Protocol bindings are configured at the Site level in IIS or WAS configuration.
Here is the web.config serviceModel section, I made a small test web site just for testing this, but it would be to much to post all of it here, if you send me a pm though I will e-mail it to you.
<system.serviceModel>
<services>
<service behaviorConfiguration="metadataSupport" name="MyStuff.TestWithMetadata">
<endpoint address="Functionality" binding="wsHttpBinding" name="FunctionalityBinding"

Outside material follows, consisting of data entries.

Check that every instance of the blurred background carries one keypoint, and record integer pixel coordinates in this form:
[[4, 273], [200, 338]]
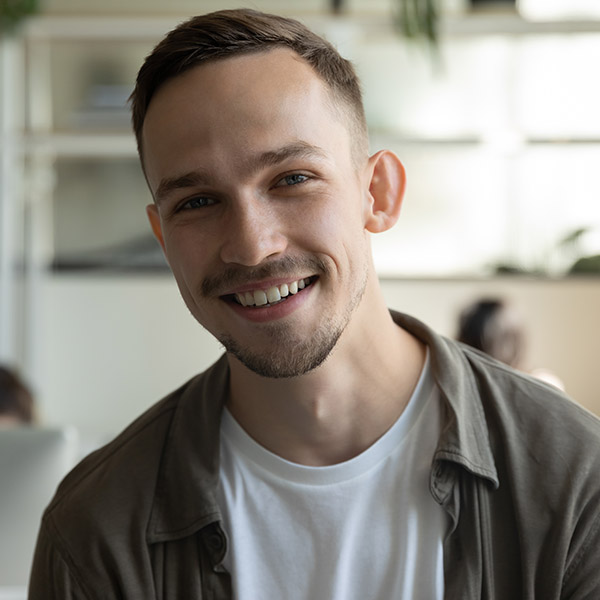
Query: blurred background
[[492, 106]]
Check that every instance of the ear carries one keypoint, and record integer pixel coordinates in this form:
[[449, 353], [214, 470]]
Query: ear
[[386, 190], [154, 218]]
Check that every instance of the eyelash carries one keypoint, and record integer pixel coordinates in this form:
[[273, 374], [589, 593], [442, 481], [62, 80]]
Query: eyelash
[[304, 177], [206, 201], [186, 205]]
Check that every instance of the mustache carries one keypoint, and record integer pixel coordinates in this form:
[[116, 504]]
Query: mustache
[[234, 276]]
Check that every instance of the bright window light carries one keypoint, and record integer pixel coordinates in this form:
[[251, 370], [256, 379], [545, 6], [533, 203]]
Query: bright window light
[[553, 10]]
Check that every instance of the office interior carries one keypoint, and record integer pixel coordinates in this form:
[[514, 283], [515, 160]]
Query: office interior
[[497, 124]]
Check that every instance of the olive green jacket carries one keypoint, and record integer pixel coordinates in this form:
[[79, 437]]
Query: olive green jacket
[[517, 469]]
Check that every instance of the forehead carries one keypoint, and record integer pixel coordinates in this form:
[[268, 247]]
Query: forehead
[[238, 105]]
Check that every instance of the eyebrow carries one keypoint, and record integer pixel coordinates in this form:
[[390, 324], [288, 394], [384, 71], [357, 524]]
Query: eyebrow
[[266, 159]]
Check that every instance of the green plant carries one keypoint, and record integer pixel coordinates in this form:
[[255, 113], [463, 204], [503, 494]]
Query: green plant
[[418, 19], [12, 12], [415, 19]]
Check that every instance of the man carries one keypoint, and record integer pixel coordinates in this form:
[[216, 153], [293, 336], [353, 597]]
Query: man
[[336, 450]]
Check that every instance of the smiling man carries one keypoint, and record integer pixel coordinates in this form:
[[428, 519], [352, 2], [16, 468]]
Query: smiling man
[[337, 450]]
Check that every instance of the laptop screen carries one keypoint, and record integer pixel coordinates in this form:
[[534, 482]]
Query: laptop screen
[[32, 463]]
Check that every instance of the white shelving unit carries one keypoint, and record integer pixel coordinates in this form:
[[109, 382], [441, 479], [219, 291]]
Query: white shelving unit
[[41, 144]]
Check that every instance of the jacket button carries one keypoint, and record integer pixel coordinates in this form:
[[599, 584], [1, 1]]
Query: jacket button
[[215, 542]]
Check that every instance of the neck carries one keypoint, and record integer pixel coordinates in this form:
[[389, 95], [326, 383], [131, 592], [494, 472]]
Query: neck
[[339, 409]]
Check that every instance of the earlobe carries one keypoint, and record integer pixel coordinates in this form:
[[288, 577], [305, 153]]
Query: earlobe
[[154, 218], [386, 191]]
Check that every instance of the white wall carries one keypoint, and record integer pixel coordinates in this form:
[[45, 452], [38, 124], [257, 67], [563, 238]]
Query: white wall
[[110, 346]]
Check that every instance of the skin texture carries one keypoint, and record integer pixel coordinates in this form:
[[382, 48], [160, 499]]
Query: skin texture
[[256, 184]]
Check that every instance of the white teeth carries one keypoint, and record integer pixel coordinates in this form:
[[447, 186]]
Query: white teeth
[[272, 295], [260, 298]]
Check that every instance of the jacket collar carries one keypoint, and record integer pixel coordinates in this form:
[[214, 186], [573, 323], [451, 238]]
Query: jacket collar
[[188, 478], [186, 488]]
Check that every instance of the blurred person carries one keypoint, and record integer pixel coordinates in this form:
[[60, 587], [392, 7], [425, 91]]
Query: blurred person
[[337, 449], [16, 399], [495, 327]]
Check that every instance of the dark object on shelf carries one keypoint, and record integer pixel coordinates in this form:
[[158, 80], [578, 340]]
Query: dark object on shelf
[[588, 265], [12, 12], [142, 254]]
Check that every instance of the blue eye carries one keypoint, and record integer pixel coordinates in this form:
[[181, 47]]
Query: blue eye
[[293, 179], [196, 202]]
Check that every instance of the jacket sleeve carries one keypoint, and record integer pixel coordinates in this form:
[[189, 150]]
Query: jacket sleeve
[[51, 578], [582, 577]]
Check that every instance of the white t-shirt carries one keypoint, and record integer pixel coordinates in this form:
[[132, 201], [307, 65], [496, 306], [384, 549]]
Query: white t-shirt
[[365, 529]]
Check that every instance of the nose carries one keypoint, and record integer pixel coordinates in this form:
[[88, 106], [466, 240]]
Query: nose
[[253, 232]]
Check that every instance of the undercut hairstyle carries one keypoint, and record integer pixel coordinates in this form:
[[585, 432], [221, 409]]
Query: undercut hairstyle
[[228, 33]]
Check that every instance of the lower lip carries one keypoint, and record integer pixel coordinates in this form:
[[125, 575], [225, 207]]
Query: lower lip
[[264, 314]]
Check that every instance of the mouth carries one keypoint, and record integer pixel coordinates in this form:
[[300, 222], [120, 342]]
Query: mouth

contract="MyStuff.ITestWithMetadata" />
<host>
<baseAddresses>
<add baseAddress="http://localhost:8080/" />
</baseAddresses>
</host>
</service>
</services>
<behaviors>
<endpointBehaviors>
<behavior name="metadataSupport">
<webHttp />
</behavior>
</endpointBehaviors>
<serviceBehaviors>
<behavior name="metadataSupport">
<!--Navigate with browser to httpGetUrl for the wsdl file-->
<serviceMetadata httpGetEnabled="true" httpGetUrl="Metadata" />
<serviceDebug includeExceptionDetailInFaults="false" />
</behavior>
</serviceBehaviors>
</behaviors>
<serviceHostingEnvironment multipleSiteBindingsEnabled="false">
<serviceActivations>
<add relativeAddress="TestWithMetadata.svc" service="MyStuff.TestWithMetadata" />
</serviceActivations>
</serviceHostingEnvironment>
</system.serviceModel>
If anyone has any ideas on how to solve this, please help out.
When you host your service in IIS (which I assume from your requirement "Runs in an existing web site"), then your base address in the config is moot - it will not be used at all.
When hosting in IIS, your service address is determined by:
your server name
possibly a port number
the virtual directory (and possibly subdirectories thereof) where the *.svc file lives
the *.svc file itself (including extension)
So it might be something like:
http://MyServer:7777/ExistingWebApp/TestWithMetadata.svc
or whatever it is that you have in your case.
You seem to be using .NET 4 and WCF 4 (never mentioned that.....) and in that case, you could skip the *.svc file altogether by adapting your config entry:
<serviceHostingEnvironment multipleSiteBindingsEnabled="false">
<serviceActivations>
<add relativeAddress="MyService" service="MyStuff.TestWithMetadata" />
</serviceActivations>
</serviceHostingEnvironment>
In this case, the value of relativeAddress= becomes the service address (within the virtual directory this web.config lives in) - so your service address would be something like:
http://MyServer:7777/ExistingWebApp/MyService
No need for a *.svc file at all in this situation.
Turned out I should use httpGetUrl link to get the metadata, instead of the .svc file, with that the base address can be ignored.
I also moved this test stuff to the actual web site and got tons of problems with zero endpoints being loaded. That was caused by the service reference in serviceActivations not set to the full service name (needs to have namespace included).
I accepted marc's answer because he did help me along and to prevent this question from popping up in unanswered.